I also went to Zimbabwe last year to visit my friends who run a nonprofit there. I met this co-op of women that make beaded necklaces, and we ended up doing a collaboration with them. Every piece of jewelry, whether it's in Sumba or in Zimbabwe, has a story. These women might walk an hour a day to work or two hours to fetch their water. But to see a group of women sitting at a table connecting with me – real shy at first and then slowly opening up and welcoming me into their circle, that’s everything. As we grow, it’s really important to me that we employ more women. I want to support a lot of our artisans who come from Java, which is a neighboring island, as they leave their families to come to work. Stories like this give me perspective and remind me to be grateful.
Community plays a big role in your brand. Tell me how you give back to the communities that are at the heart of your production.
Listen, I always want to do more. If I could give it all to them, I would. I met Robin Lim, founder of Bumi Sehat, when I lived in Indonesia and I could cry talking about her. She's one of the most extraordinary human beings. She's a Filipina-American woman who lives in this Balinese village called Ubud. As a midwife, she saw how many women were dying in childbirth and so she opened up a clinic. We became friends and started this ongoing collaboration where we've been able to donate quite a bit of money. We gave 30% of the necklaces that we created to the clinic and people really loved that idea. I'm really proud of the work we’ve done together.

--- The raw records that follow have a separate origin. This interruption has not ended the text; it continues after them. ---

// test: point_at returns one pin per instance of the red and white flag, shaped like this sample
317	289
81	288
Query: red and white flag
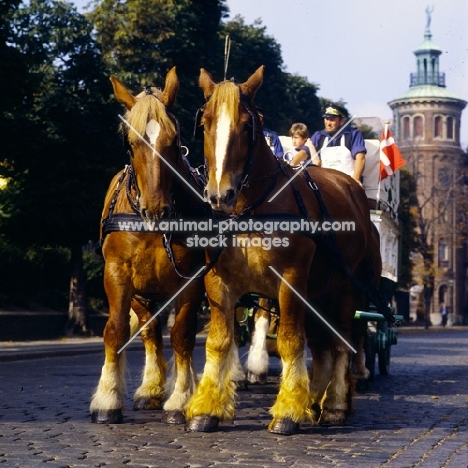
390	157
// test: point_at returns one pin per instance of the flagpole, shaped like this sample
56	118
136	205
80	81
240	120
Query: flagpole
385	134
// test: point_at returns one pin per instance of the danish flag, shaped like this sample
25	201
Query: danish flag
390	157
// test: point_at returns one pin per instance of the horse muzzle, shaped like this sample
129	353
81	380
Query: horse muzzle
222	202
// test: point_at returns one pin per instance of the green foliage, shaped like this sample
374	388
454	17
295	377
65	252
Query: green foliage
284	98
60	171
408	226
33	278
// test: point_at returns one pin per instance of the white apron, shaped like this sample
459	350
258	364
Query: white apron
337	157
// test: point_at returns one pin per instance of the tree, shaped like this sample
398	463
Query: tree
284	98
438	209
142	40
59	174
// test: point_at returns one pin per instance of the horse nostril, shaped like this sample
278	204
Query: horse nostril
230	196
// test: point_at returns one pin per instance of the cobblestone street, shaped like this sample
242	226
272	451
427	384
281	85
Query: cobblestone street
414	417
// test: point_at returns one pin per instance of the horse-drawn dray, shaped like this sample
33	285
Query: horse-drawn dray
374	331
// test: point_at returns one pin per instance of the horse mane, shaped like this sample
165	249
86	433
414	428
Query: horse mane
226	94
145	109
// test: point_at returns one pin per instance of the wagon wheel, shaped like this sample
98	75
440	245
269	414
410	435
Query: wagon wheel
370	350
384	354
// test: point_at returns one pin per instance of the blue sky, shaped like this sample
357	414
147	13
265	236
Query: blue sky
362	51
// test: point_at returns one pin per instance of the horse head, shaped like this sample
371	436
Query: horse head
151	133
231	127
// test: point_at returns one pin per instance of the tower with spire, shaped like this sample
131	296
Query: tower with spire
427	119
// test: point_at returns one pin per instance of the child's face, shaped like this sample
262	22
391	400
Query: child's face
297	140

Tell me a bit about your collections.
What really drew me to the Balinese handmade jewelry was this dot technique that I came across years ago. It's a dot/circle method, and that’s become our signature. That's what people gravitate towards. They like that they can recognize it's our brand. But like every good designer, I always strive to reinvent the wheel, which for me meant going into stones, so we created this new collection called Rasa. I love this one in particular because it allowed me to be more experimental and I like challenging myself. In a lot of my earlier collections, I was really playing with texture and shapes - those are probably some of my favorites.
The artisans you work with create the pieces themselves, but do you also collaborate with them in terms of design?

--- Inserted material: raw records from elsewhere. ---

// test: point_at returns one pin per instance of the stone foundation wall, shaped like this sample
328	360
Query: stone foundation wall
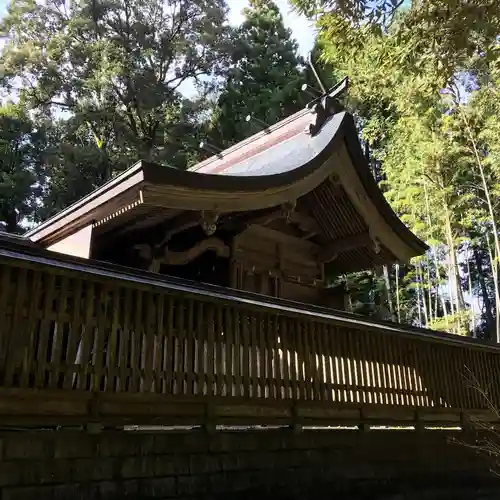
325	464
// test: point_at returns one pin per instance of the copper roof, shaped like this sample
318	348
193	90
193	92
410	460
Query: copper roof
278	165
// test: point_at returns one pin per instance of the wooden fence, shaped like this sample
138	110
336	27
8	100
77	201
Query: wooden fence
84	342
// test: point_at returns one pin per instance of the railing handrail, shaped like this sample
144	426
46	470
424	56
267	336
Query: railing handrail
19	251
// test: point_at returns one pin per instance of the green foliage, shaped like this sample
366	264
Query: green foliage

I'd like to work on that more because we don't want to be stealing their labor, so to speak. I just recently sent them some shapes and gave them the freedom to play around with the designs. What they came back with was not what I had planned, but I loved it and it’s now being added to our next collection. When it comes to collaboration, I practice that very authentically. The efforts are always joint and that’s how I run my company in LA too. I really want to hear everybody's perspective. I believe in leading from the side versus from above.
What do you hope people will take away from your brand when engaging with it?

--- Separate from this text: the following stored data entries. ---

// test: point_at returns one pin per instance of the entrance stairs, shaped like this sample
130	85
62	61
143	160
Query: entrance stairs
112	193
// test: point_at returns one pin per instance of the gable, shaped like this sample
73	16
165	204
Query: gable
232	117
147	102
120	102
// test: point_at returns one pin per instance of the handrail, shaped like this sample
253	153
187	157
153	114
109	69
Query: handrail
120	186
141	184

I hope people understand where these pieces come from. What we don't realize is that when we buy something for a cheap price, it doesn't actually do all that good for the world. When people aren't being compensated fairly, it really trickles down to their families. We live in this fast-paced culture where we don't understand what we’re acquiring and where it comes from. So I hope that I can share the stories of the women, the men, the families that have made these pieces.
I’ve noticed that we really seem to attract good people. When I used to do trunk shows, I met teachers and doctors and community organizers and I know there’s a reason for that. I hope to always keep those kinds of people close. We're lucky because a lot of people that invest in Anna Beck, they're collectors for life. Once they're in, they're in. Some people don't know why they're drawn to our pieces, but I believe it was made for them.